User:Leucosticte/Inclupedia/Proposal

From Meta, a Wikimedia project coordination wiki

This is a proposal for a new wiki, Inclupedia. It exists in several different places in the Wikisphere, but here it is again.

Problem[edit]

Hundreds of useful/interesting articles are deleted from Wikipedia every day for failing to pass notability criteria. Examples would include articles describing the ICapella business application software, speculating on the possibly upcoming Xbox 360 Slim, and biographizing data conversion innovator Daniel Anthony O'Hara, but there are many others. The deletion debates on these articles consume a great deal of time and cause bad blood among editors. Various ideas for deletion reform have been proposed, but the community, fearing harmful consequences of untested ideas, has balked at implementing them.

There is a website, Deletionpedia, that uses a bot to harvest some articles whose deletion is pending. These articles are posted on Deletionpedia, but the wiki is locked from editing, so that further collaboration to improve the articles is impossible. Furthermore, the site's wikilinks to existing Wikipedia articles are non-functional.

Another problem is that Wikimedia splits its content among many wikis, rather than putting it in one place. None of its wikis have been particularly successful, except for Wikipedia. Wikiquote, Wiktionary, and Wikisource, for instance, are superfluous; it would be better to simply have Wikipedia articles entitled, say, quotes related to anime, definitions of anime, and text of Romeo and Juliet, rather than putting those subjects on separate wikis. The fragmentation of content among many wikis would not matter so much if there were other methods of integration, such as multi-wiki watchlists and cross-wiki page existence detection, but this capability has not been developed yet.

Solution[edit]

Create a new MediaWiki-based wiki that collects all the recent changes from Wikipedia as they are being made and imports them into the database.

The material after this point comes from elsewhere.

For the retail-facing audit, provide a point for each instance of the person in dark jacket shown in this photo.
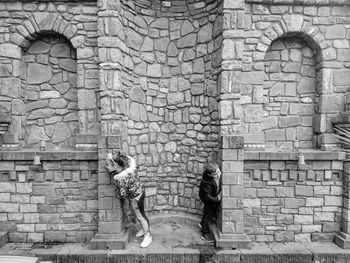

Implement Pure Wiki Deletion to ensure that some of the same deletion-related problems that arise on Wikipedia do not arise on this wiki. Import all Wikipedia content to Inclupedia and update it in real time. Implement other ideas such as forced wikilinks, front and back matter, etc. which are needed to ensure editorial independence from Wikipedia with reference to articles mirrored to the wiki, and which will be explained in more detail later.

Specifics[edit]

There will be two types of articles on Inclupedia.

  1. Articles that exist on Wikipedia and are mirrored on Inclupedia. If you click to edit one of these articles, it takes you to the edit screen on Wikipedia. However, you can click on the History tab and be shown the history as it has been mirrored on Inclupedia.
  2. Articles that do not exist on Wikipedia, but exist on Inclupedia.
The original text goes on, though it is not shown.